With General Stanley McChrystal, who commanded JSOC from 2003-2008, running the war, forces--and commanders--accustomed to operating in an unaccountable atmosphere now have unprecedented influence on overall U.S. military operations, opening the door for an expansion of secretive, black operations done with little to no oversight.

"The main thing to take away here is a recognition and acceptance of the paradigm shift that has occurred," says the former CENTCOM employee,

Everything is one echelon removed from before: where CIA was the darkest of the dark, now it is JSOC. Therefore, military forces have more leeway to do anything in support of future military objectives. The CIA used to have the ultimate freedom--now that freedom is in JSOC's hands, and the other elements of the military have been ordered to adapt.

The former CENTCOM member said that what is unfolding in Pakistan is part of the Bush-era philosophy, continued by the Obama administration, of "preparing the battlefield." He sketches out a pattern wherein "black" operations are followed by "white" operations and then conventional U.S. forces.

That "preparing the battlefield" justification was often used by the Bush administration to circumvent congressional oversight of clandestine military operations, particularly when McChrystal was running JSOC. The CIA is legally required to brief the Intelligence committees on covert operations, while JSOC has traditionally operated outside the purview of Congressional oversight. "This allows the JSOC/Special Mission Units more freedom to expand or absorb traditionally CIA missions," he says.

Former Defense Secretary Donald Rumsfeld and his deputy Stephen Cambone "embraced this model--so have Obama and [Defense Secretary Robert] Gates--and it persists to this day." He added that "there is a deep, deep resentment" of the influence of JSOC within "the Special Forces community" under Admiral Eric Olson, commander of the Special Operations Command and Vice Admiral William McRaven, the current head of JSOC.

What is clear from the February 3 attack on U.S. soldiers in Pakistan is that the U.S. military is becoming increasingly entrenched in the country. In late January, in Washington, D.C., U.S. and Pakistani military officials gathered under the umbrella of the "U.S.-Pakistan Land Forces Military Consultative Committee." According to notes from the meeting, they discussed CENTCOM's operations in Pakistan aiming to "enhance both U.S. and Pakistan Army COIN [counterinsurgency] capabilities" and "potential U.S. COIN Center/Pakistan Army interactions." Among the participants were representatives of the Special Operations Command, the Chairman of the Joint Chiefs--Pakistan Afghanistan Coordination Cell, the Office of Defense Representative--Pakistan and a Pakistan delegation led by Brigadier General Muhammad Azam Agha, Pakistan's Director of Military Training.

The United States does not publicly acknowledge U.S. military operations in Pakistan. On CENTCOM's Web site, they are described in vague terms. "We will of course continue to target, disrupt, and pursue the leadership, bases,and support networks of al-Qaeda and other transnational extremist groups operating in the region," declares CENTCOM's Pakistan page. "We will do this aggressively and relentlessly."

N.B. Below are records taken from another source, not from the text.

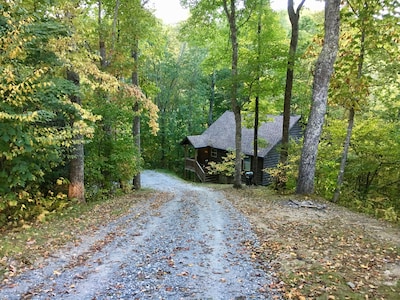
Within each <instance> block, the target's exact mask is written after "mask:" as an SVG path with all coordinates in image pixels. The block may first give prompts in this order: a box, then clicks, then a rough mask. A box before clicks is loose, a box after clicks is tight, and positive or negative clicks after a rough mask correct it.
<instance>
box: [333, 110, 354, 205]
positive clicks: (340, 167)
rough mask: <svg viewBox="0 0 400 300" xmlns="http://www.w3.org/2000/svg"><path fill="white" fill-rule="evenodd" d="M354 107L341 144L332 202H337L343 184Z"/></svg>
mask: <svg viewBox="0 0 400 300" xmlns="http://www.w3.org/2000/svg"><path fill="white" fill-rule="evenodd" d="M354 115H355V112H354V108H353V107H352V108H350V111H349V120H348V123H347V134H346V139H345V141H344V145H343V154H342V159H341V160H340V170H339V174H338V178H337V184H336V189H335V193H334V195H333V199H332V201H333V202H337V201H338V200H339V196H340V190H341V187H342V184H343V178H344V170H345V168H346V162H347V154H348V152H349V147H350V139H351V133H352V131H353V126H354Z"/></svg>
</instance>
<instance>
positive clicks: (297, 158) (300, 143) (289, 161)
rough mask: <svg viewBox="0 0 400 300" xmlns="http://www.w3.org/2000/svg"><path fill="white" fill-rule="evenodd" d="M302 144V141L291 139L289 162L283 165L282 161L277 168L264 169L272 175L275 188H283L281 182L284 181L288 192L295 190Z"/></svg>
mask: <svg viewBox="0 0 400 300" xmlns="http://www.w3.org/2000/svg"><path fill="white" fill-rule="evenodd" d="M301 145H302V141H293V140H291V141H290V142H289V150H288V153H289V156H288V160H287V163H286V164H285V165H283V164H282V163H278V165H277V166H276V167H275V168H268V169H264V170H263V172H266V173H267V174H269V175H270V176H271V179H272V183H273V188H274V189H275V190H281V189H282V186H281V184H282V183H284V184H285V191H286V192H289V193H290V192H294V191H295V189H296V181H297V175H298V164H299V161H300V153H301ZM278 151H279V150H278Z"/></svg>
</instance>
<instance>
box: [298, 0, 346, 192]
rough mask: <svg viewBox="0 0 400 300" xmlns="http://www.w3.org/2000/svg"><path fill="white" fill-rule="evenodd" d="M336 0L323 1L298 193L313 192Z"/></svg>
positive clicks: (334, 51)
mask: <svg viewBox="0 0 400 300" xmlns="http://www.w3.org/2000/svg"><path fill="white" fill-rule="evenodd" d="M339 29H340V0H326V1H325V25H324V30H325V35H324V43H323V46H322V50H321V53H320V54H319V57H318V60H317V63H316V66H315V74H314V83H313V92H312V107H311V111H310V116H309V118H308V124H307V127H306V131H305V136H304V144H303V149H302V153H301V158H300V166H299V175H298V181H297V186H296V193H298V194H312V193H313V192H314V177H315V167H316V161H317V154H318V145H319V139H320V136H321V132H322V127H323V123H324V119H325V113H326V107H327V98H328V88H329V82H330V78H331V75H332V72H333V66H334V63H335V60H336V55H337V52H338V47H339V46H338V44H339Z"/></svg>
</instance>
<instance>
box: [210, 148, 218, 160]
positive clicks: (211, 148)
mask: <svg viewBox="0 0 400 300" xmlns="http://www.w3.org/2000/svg"><path fill="white" fill-rule="evenodd" d="M217 156H218V151H217V149H214V148H211V157H214V158H217Z"/></svg>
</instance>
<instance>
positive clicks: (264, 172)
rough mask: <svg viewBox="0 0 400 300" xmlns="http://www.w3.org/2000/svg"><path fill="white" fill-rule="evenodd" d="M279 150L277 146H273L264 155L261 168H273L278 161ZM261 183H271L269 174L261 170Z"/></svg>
mask: <svg viewBox="0 0 400 300" xmlns="http://www.w3.org/2000/svg"><path fill="white" fill-rule="evenodd" d="M279 156H280V155H279V152H278V151H277V146H275V147H273V148H272V149H271V150H270V151H269V152H268V154H267V156H266V157H264V162H263V169H269V168H275V167H276V166H277V164H278V162H279ZM261 184H262V185H269V184H271V176H270V175H269V174H268V173H267V172H263V176H262V183H261Z"/></svg>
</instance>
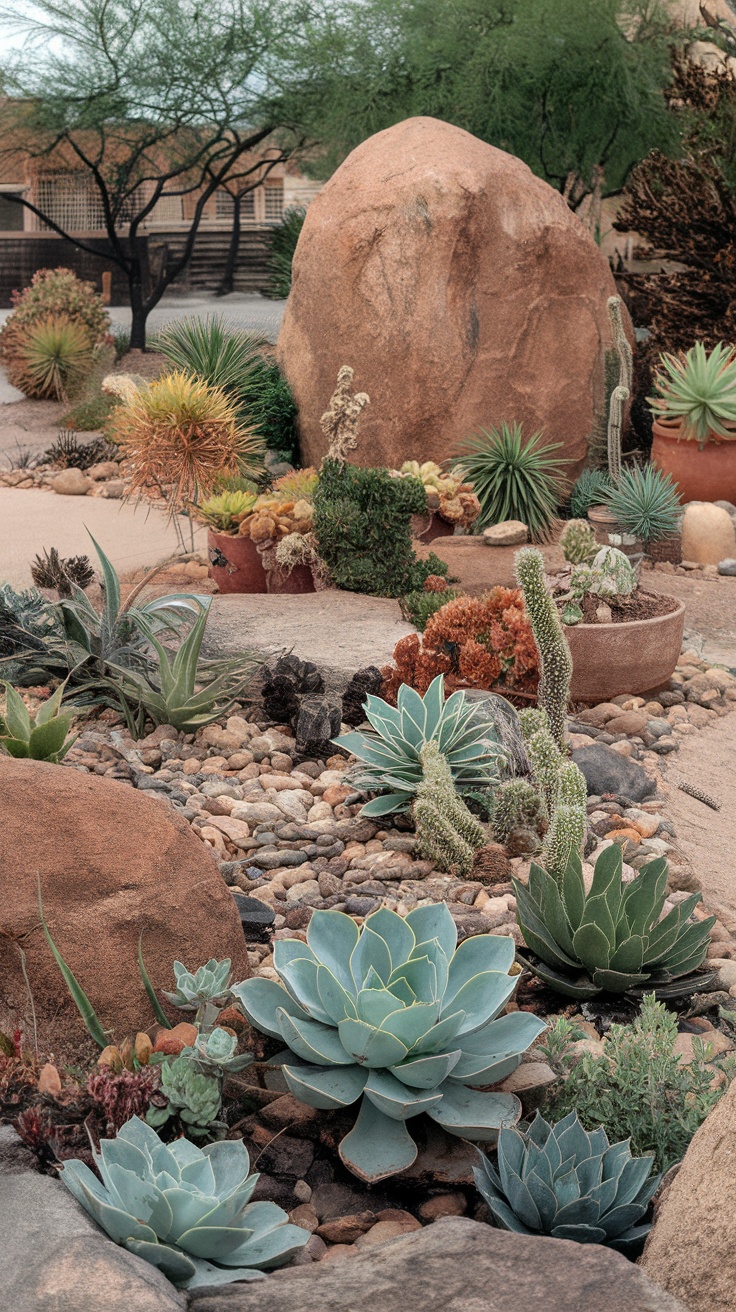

Since President Obama's inauguration, the administration has downplayed the role of U.S. military forces in Pakistan. In July, Ambassador Richard Holbrooke said bluntly, "People think that the U.S. has troops in Pakistan, well, we don't."

On February 3, after the U.S. soldiers' deaths, his tune changed dramatically: "There's nothing secret about their presence," he said. One thing is certain: as the situation in Pakistan becomes more volatile and the U.S. military presence in the country expands, it will become increasingly difficult for the Obama administration to downplay or deny the reality that a U.S. war in Pakistan is already underway.